3. Change in customers’ expectations: We mentioned it already, but we all are, and those who are digital natives even more, shifting our preference for a more seamless payments experience and we expect to be able to carry out all activities conveniently from our mobile devices —including payments. Studies show that sharing personal data to facilitate this process is clearly there as well.
Banks are adapting to the payments revolution by buying and or partnering with big tech, fintech, paytech… or others?
This is good for everyone. Really, which treasurer wouldn’t be happy to see their banking partner proposing free treasury management analytics? Which financial controller would claim that new solutions to manage expenses are useless? Which individual would be dispirited to be offered services such as having all bank accounts in one app, or being able to pay with his phone or watch? And we are just mentioning some obvious evolutions that have now been live for a couple of years.
As Philippe Förster, the Electronic Money Institution/ Payment Institutions (EMI/PI) Leader at PwC Luxembourg explains: “Banks and fintechs together are changing the financial services industry. The latter are getting banking licences while the former are partnering or buying fintechs to digitalise or improve their services. Regarding payments, we have identified several trends that range from the proliferation of digital wallets to more emphasis on the customer experience to improved cross-border payments.”

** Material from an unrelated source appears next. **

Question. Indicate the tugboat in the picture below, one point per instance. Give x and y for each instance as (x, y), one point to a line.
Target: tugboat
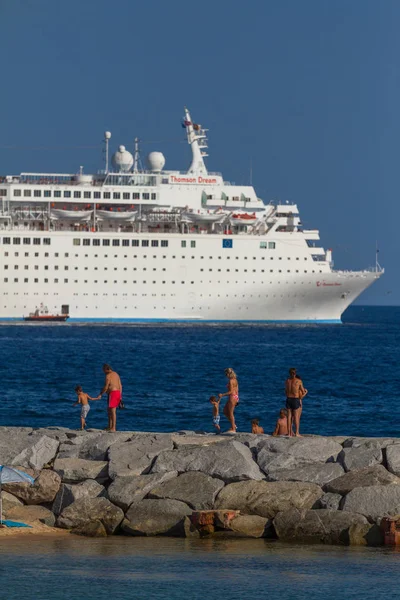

The disruption of the payment ecosystem affords a greater opportunity for banks, fintechs, big tech firms, and regulators alike to re-assess their strategy for greater value yield. More importantly, it’s allowing banks to transform or upgrade —in every sense of the word— to consolidate their position as market innovators and leaders.
In this context, in the “Banking Trends and Figures 2022: The Payment Revolution”, our banking specialists have identified five strategic considerations that will advance banks’ adaptation and set them up for greater value-creation in this new payments segment:
- Differentiate your organisation by leveraging opportunities within the B2B landscape;
- Establish partnerships with fintech will lead to a win-win situation;
- Anticipate further changes in the payments landscape;
- Drive the development of global payments solutions;
- Regulators have a role in levelling the playing field.
Banks have an opportunity to reinvent themselves, in alignment with core and unique strengths, such as long-term business relationships with corporates.
They could strategically focus on providing ancillary services, improving cross-border payments procedures, making life a whole lot easier for people like Andy.
By assessing what differentiation is needed to compete in this technologically-advanced environment and finding improved ways to present their existing services, banks are in a prime position to enhance their value-add potential exponentially.
*The key objectives of the PSD2 Directive are creating a more integrated European payments market, making payments more secure, and protecting consumers.
**Banking API is the process of exposing banking functions as a web service so that they can be accessed by third-party companies.
What we think
Although banks have already started embarking on their B2B payments innovation journey, there is a need for more proactiveness in this still-developing segment, which is awash with significant opportunities for banks. By evolving, collaborating, taking initiatives, and with the necessary regulatory support, banks would thrive but also be well-positioned to lead the payments sector of the future.
The payments revolution, which began over three decades ago, has taken on renewed vigour in recent years, fostered by technological changes and regulatory shifts. Luxembourg isn’t exempt from the impacts of this payment revolution, establishing itself as a major European hub for payments innovation.